La guerre de Bosnie illustre la nature de l'Etat français, qui
, comme dans le passé, a défini sa politique étrangère
en tournant le dos à l'avenir et en valorisant l'ultranationalisme,
la priorité des intérêts égoïstes et
le culte de la force sur les valeurs définies dans la Charte
des Nations Unies et la Déclaration Universelle des Droits Humains.
La promotion de cette politique par les diplomates français dans
les arcanes du Conseil de Sécurité ou sur le terrain par
les militaires français de haut rang implique nécessairement
la soumission à " la raison d'Etat " comme légitimation
et le cynisme quand il s'agit d'occulter les atrocités de la
purification ethnique par une rhétorique mensongère. En
définitive, elle repose sur le narcissisme hexagonal d'une classe
dominante, toujours prête, en s'enfermant dans son autosatisfaction
dérisoire, à s'amnistier de ses crimes et à ne
tenir aucun compte des enseignements qu'elle aurait pu tirer de ses
exactions et défaites coloniales. On a pu le vérifier
récemment quand un Général français a montré
que les plus hautes autorités politiques et militaires du pays
étaient au courant de l'usage de la torture, pratiquée
en toute impunité au cours de la guerre d' Algérie par
de nombreux responsables de l'armée françase pour faire
parler les prisonniers. L'Etat français refusa de se prononcer,
renvoyant le problème aux historiens, montrant une fois de plus
qu'il demeure un Etat de non droit dans les relations internationales.

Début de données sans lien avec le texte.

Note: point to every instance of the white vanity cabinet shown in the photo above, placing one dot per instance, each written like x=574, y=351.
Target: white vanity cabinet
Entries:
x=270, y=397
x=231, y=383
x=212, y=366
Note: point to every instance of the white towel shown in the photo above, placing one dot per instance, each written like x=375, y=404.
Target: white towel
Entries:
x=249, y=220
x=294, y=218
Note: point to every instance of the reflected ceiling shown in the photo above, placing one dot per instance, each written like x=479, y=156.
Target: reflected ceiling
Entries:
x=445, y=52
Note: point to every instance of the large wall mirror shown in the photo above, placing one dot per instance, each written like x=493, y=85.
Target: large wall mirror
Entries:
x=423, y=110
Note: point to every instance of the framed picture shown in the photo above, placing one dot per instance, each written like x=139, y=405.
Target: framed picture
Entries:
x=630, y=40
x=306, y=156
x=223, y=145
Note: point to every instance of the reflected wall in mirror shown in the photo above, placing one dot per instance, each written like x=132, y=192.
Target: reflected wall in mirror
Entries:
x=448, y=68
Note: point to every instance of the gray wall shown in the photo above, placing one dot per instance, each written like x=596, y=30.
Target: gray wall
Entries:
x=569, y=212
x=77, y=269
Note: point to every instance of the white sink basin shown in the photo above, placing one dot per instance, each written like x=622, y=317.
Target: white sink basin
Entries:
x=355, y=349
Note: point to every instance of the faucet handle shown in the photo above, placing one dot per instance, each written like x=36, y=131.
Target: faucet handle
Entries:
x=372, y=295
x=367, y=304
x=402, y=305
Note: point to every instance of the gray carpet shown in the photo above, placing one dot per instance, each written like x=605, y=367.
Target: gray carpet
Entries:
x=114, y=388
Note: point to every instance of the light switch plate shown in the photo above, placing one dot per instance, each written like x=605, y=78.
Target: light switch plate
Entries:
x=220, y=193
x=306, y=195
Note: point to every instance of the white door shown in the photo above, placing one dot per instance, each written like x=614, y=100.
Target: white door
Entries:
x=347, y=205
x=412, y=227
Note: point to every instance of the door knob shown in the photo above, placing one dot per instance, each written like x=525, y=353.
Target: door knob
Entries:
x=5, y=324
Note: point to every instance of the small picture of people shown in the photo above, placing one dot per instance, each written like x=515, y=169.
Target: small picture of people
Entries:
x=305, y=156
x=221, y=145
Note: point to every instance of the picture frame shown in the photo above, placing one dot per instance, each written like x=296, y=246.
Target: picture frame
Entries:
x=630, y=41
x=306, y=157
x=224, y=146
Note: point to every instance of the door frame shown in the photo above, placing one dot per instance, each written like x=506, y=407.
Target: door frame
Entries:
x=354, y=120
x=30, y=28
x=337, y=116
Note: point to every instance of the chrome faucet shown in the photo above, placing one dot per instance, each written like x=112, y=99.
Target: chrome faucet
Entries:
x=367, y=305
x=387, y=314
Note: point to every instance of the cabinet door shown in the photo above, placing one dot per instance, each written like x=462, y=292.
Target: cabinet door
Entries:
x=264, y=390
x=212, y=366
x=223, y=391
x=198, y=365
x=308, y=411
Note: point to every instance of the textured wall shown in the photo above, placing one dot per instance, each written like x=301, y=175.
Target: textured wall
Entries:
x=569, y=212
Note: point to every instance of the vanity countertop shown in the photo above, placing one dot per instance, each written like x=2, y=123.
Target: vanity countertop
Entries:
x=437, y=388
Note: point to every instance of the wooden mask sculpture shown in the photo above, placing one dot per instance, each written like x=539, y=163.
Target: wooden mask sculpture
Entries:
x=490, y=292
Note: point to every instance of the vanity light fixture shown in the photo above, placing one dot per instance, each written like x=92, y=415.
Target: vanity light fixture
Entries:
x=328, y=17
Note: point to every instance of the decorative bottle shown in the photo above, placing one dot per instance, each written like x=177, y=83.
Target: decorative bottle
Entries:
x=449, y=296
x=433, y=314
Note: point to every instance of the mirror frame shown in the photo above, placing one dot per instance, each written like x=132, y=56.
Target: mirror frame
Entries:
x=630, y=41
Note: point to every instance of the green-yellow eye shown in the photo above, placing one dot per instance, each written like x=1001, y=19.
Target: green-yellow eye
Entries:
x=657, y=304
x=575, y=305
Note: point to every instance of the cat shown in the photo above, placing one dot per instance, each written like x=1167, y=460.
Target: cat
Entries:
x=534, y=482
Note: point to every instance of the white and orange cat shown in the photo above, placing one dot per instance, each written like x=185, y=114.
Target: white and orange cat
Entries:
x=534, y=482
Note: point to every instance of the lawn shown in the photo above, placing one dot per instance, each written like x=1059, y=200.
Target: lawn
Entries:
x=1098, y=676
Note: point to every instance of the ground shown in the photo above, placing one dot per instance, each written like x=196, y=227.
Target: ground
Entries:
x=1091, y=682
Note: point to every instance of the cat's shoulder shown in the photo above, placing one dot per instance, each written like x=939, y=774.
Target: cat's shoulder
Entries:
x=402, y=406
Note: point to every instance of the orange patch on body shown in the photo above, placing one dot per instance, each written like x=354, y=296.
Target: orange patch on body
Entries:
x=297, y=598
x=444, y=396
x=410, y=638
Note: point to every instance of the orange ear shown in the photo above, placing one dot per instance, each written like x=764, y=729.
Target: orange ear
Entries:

La guerre de Bosnie et son cortège de martyrologues, infligés
à la population civile " musulmane ", malgré
la présence des forces onusiennes, en particulier lors du siège
de Sarajevo et de la chute de Srebrenica, ont montré au monde
que la France et l'Europe (Russie comprise) sont encore ancrées
dans leur vision passéiste et communautariste des relations internationales.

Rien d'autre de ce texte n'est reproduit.